Lactalis is pushing beyond core dairy
Lactalis joined the same race on June 1, 2026, when it finalized the acquisition of Protein Works. The UK-based company, founded in 2012 and headquartered in Liverpool, sells protein shakes, meal replacements, wellness supplements and snacks. It generates annual revenue of about EUR 65 million, which is small next to the giants buying it, but exactly the sort of specialized platform they want.
Lactalis said the deal strengthens its health and nutrition offering, and that is the key phrase. The company already has a clinical nutrition presence through Delical, so Protein Works is not a random side quest. It extends Lactalis deeper into active nutrition, where consumers are already accustomed to paying for performance, format convenience and functional claims.
That also shows how serious the larger dairy groups have become about category diversification. Lactalis describes itself as the world’s leading dairy group, and it is clearly using that scale to move into higher-value nutrition forms rather than relying only on traditional dairy throughput. Protein Works gives it a sharper position in meal replacements and sports-adjacent nutrition, both of which fit the new demand profile better than standard milk ever could.

The consumer shift is doing a lot of the work
The market backdrop is strong enough to make these acquisitions look rational, not defensive.
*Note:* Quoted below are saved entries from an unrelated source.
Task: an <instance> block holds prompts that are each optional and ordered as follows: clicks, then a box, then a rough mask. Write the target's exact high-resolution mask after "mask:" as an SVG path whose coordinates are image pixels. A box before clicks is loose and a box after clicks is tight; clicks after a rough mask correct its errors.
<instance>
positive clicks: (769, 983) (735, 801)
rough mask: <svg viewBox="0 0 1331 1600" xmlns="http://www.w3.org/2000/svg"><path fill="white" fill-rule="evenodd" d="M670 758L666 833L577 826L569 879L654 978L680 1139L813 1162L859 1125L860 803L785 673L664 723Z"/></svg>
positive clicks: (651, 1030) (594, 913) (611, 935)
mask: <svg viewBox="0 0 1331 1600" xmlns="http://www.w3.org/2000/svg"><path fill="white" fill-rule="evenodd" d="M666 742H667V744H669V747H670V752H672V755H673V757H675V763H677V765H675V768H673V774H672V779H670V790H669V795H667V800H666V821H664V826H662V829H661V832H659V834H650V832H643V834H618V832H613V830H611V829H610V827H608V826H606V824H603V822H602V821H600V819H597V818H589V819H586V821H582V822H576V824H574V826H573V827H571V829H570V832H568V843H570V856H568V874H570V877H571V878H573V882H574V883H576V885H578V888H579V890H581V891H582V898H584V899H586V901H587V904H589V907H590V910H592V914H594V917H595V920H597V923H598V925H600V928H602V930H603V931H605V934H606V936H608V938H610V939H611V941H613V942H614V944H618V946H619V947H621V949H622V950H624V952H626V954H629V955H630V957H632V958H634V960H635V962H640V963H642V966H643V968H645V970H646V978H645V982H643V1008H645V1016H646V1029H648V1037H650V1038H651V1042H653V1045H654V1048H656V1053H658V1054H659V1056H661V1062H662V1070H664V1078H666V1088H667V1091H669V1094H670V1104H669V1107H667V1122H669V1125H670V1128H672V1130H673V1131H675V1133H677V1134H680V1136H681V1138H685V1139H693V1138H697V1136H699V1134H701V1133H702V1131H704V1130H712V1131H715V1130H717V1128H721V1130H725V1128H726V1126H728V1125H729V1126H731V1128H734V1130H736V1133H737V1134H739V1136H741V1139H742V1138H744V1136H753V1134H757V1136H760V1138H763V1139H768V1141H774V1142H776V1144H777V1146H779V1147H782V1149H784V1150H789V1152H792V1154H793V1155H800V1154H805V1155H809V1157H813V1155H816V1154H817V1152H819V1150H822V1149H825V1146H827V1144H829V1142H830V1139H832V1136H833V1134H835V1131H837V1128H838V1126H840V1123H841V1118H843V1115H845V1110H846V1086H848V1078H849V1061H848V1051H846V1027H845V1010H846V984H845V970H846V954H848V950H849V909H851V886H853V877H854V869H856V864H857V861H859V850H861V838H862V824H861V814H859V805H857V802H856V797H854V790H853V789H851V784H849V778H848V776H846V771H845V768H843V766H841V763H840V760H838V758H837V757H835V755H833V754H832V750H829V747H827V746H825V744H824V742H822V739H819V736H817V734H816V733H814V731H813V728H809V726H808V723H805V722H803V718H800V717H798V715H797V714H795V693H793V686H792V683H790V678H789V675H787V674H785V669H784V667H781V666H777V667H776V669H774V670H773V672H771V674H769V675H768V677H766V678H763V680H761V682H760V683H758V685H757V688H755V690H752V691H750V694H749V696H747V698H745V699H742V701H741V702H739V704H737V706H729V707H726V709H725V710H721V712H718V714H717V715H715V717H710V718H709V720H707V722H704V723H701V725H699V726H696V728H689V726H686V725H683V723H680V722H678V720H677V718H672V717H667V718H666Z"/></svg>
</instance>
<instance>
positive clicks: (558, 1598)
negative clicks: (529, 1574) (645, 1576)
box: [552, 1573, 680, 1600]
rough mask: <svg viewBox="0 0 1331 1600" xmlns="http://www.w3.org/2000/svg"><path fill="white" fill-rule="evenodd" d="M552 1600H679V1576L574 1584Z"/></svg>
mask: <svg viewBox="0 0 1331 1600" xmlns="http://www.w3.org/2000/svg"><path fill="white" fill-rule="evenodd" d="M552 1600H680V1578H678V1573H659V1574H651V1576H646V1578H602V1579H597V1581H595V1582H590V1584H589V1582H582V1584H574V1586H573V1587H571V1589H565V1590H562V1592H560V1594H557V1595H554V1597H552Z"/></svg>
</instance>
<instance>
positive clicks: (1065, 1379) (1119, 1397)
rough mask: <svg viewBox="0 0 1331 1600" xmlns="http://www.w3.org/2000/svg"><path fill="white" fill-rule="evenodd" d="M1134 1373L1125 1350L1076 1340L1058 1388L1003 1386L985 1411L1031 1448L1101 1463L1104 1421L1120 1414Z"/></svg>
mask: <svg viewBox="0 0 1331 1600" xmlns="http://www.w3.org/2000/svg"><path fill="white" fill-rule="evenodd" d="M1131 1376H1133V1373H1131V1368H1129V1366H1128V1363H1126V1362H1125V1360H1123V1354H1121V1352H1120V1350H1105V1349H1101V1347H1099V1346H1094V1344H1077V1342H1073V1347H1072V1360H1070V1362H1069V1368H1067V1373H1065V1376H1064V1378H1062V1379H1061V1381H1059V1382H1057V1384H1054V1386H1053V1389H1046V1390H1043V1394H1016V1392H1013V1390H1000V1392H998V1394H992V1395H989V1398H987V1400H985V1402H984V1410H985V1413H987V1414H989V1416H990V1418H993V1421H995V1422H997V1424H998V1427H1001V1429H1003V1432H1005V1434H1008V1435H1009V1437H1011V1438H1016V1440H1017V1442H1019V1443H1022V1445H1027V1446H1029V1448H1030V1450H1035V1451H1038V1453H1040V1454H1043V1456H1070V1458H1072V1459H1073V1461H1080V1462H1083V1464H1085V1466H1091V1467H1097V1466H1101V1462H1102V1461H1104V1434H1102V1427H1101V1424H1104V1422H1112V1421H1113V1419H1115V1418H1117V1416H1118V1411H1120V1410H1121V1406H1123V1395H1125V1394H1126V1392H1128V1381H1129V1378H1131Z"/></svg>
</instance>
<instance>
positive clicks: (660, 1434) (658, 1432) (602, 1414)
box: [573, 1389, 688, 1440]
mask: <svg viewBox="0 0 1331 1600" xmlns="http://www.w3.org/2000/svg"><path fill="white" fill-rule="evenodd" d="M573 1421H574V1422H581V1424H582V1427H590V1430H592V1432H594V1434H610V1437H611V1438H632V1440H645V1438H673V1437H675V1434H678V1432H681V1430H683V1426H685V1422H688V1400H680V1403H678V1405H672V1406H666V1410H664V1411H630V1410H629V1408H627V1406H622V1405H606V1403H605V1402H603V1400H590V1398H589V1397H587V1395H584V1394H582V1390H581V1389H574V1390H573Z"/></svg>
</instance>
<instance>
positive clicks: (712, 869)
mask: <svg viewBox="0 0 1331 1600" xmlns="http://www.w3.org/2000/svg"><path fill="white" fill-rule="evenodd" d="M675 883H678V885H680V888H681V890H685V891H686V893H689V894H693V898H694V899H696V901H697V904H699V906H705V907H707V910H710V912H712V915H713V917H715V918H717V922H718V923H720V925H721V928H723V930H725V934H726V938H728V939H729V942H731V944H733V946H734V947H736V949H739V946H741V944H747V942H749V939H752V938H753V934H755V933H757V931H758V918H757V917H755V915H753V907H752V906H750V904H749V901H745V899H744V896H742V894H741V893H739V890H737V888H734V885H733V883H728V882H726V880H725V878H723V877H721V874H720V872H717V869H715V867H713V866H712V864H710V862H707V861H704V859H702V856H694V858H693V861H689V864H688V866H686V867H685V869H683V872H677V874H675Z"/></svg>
One recent estimate puts the global meal replacement products market at USD 14.93 billion in 2025, rising to USD 27.74 billion by 2035. Another estimate pegs the market at USD 19.8 billion in 2025. Either way, the direction is the same: this is a large and growing category, not a novelty shelf.
The growth drivers are easy to identify. Busy lifestyles reward products that compress nutrition into a portable format, while weight management, low-sugar demand and high-protein preferences keep pushing consumers toward more functional choices. GLP-1 drugs such as Ozempic and Zepbound add another layer, because they are changing how people eat and how much they buy.
Cornell research found that households using GLP-1 drugs reduced grocery spending by an average of 5.3% within six months, while fast-food and coffee-shop spending fell by about 8%. That suggests a real shift in meal occasions, not just a short-term dieting spike. If consumers are buying fewer traditional meals and more targeted nutrition, meal replacements become a natural landing spot.
Innovation play or defensive hedge? It is both
The smartest read is that these deals are not mutually exclusive. They are innovation plays because they give dairy majors a way to participate in complete nutrition, active nutrition and medical-adjacent consumption patterns that conventional milk cannot capture on its own. But they are also defensive hedges, because they help those same companies stay relevant if traditional dairy consumption keeps fragmenting into smaller, more functional purchases.
That is why the segment matters so much for portfolio strategy. Danone, Nestlé and Lactalis are not just buying brands, they are buying a new way to package dairy’s natural advantages for modern routines. If meal replacements keep growing, the winners will be the companies that can combine protein, convenience and credibility without making the product feel like a compromise.